Projections - Movie Reviews
With Jim Sabatini

The Babadook

The Babadook
Essie Davis, Noah Wiseman, Benjamin Winspear, and Tim Purcell

Rated: No rating 
Reviewed by: Jim  
Release date: November 28, 2014 Released by: IFC Films

A horror movie that's quite piercing and smart is rare these days, even better than the recent Oculus (way better than the opaque Ouija) and nearly as stirring and stellar as the more mainstream tale of  The Conjuring. With a gothic-styled setting which is prevalent in the interior designs with dark grey hues. Of course, even in the basement where one's personal belongings are kept.

Jennifer Kent's The Babadook on the surface might seem like your typical monster movie, yet doesn't rely on the gotcha stuff so common in a genre ideal for a medium keen to nastiness. That's done with acuity in part because of the same approach of the James Wan aforementioned chiller with less than cutting edge camera techniques when it comes to shutter, time-lapse and lighting effects.

But, her affecting storytelling has a mercurial quality that examines human fragility and mental illness as exuded by determined realism from its two key players, Essie Davis (Legends of the Guardians) and much younger counterpart Noah Wiseman.

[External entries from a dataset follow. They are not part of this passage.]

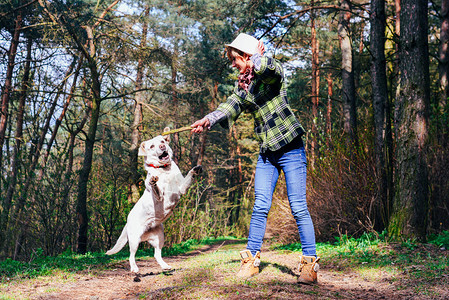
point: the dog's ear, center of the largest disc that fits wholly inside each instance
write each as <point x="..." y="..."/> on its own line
<point x="142" y="151"/>
<point x="167" y="137"/>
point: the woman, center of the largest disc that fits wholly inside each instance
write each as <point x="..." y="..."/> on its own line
<point x="262" y="91"/>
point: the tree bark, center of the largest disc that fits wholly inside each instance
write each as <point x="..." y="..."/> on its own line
<point x="330" y="92"/>
<point x="381" y="211"/>
<point x="411" y="209"/>
<point x="7" y="87"/>
<point x="135" y="136"/>
<point x="18" y="138"/>
<point x="348" y="84"/>
<point x="81" y="207"/>
<point x="315" y="87"/>
<point x="443" y="55"/>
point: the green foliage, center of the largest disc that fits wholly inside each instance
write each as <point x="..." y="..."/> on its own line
<point x="372" y="251"/>
<point x="441" y="240"/>
<point x="69" y="261"/>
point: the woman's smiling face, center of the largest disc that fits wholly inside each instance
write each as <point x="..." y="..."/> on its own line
<point x="240" y="63"/>
<point x="239" y="59"/>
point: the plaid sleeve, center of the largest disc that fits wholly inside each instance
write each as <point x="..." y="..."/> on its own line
<point x="269" y="69"/>
<point x="215" y="117"/>
<point x="232" y="109"/>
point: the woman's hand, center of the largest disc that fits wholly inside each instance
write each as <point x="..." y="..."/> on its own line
<point x="200" y="125"/>
<point x="260" y="48"/>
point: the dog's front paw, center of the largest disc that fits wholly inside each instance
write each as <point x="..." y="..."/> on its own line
<point x="197" y="170"/>
<point x="153" y="180"/>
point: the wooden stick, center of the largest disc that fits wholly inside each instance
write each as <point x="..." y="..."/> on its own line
<point x="177" y="130"/>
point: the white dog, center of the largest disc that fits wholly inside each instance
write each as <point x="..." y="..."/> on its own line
<point x="164" y="185"/>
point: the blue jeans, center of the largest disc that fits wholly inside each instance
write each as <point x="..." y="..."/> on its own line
<point x="292" y="160"/>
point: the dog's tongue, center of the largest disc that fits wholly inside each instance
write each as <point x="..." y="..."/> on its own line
<point x="163" y="155"/>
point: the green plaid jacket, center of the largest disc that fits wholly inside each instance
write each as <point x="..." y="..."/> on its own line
<point x="274" y="122"/>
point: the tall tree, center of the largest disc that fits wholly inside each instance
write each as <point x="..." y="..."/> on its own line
<point x="411" y="124"/>
<point x="315" y="83"/>
<point x="347" y="75"/>
<point x="443" y="55"/>
<point x="379" y="98"/>
<point x="7" y="87"/>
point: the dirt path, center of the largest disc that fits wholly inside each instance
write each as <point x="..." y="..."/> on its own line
<point x="209" y="273"/>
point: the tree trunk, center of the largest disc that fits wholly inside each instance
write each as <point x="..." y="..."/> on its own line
<point x="64" y="110"/>
<point x="380" y="97"/>
<point x="411" y="209"/>
<point x="81" y="206"/>
<point x="7" y="87"/>
<point x="315" y="85"/>
<point x="330" y="93"/>
<point x="443" y="56"/>
<point x="135" y="136"/>
<point x="348" y="84"/>
<point x="18" y="142"/>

Over half-a-dozen years since the violent passing of her husband (Benjamin Winspear), Amelia (a remarkably gloomy Davis) is hardly well-rested thanks to monster-loving son Samuel (an ululating, occasionally wide-eyed Wiseman) and is prescribed tranquilizers. A tautness around impassioned childhood yearning is realized by filmmakers who allow the characters to divulge a lot about themselves. Perhaps to an unnerving level well after Samuel's nature has left him socially incompatible, from schoolmates to family members. Even to freak-out proportions not just in startling, but witty ways.

You feel a haunting jadedness through the lingering lamenting deliberations of Davis as Wiseman's raging naturalism from a steadfastness to the titular, blazoning and menacing creature (Tim Purcell) infiltrating their life in prowling pop-up book fashion. And, Kent stages many scenes that transpire with a creepy presence which prove oddly involving given what's unresolved, painstaking, and too much too handle on their own. Especially as Amelia becomes attuned to her son's seemingly sensationalized surges.

Yeah, The Babadook might seem to the casual on-looker like another flutteringly frenetic boogeyman fright fest. But, in a reasonably short run-time it honestly makes the heart race with relevant psychological impulse throughout all the banging and rattling, as well as Samuel's incessant, if eerie screeching.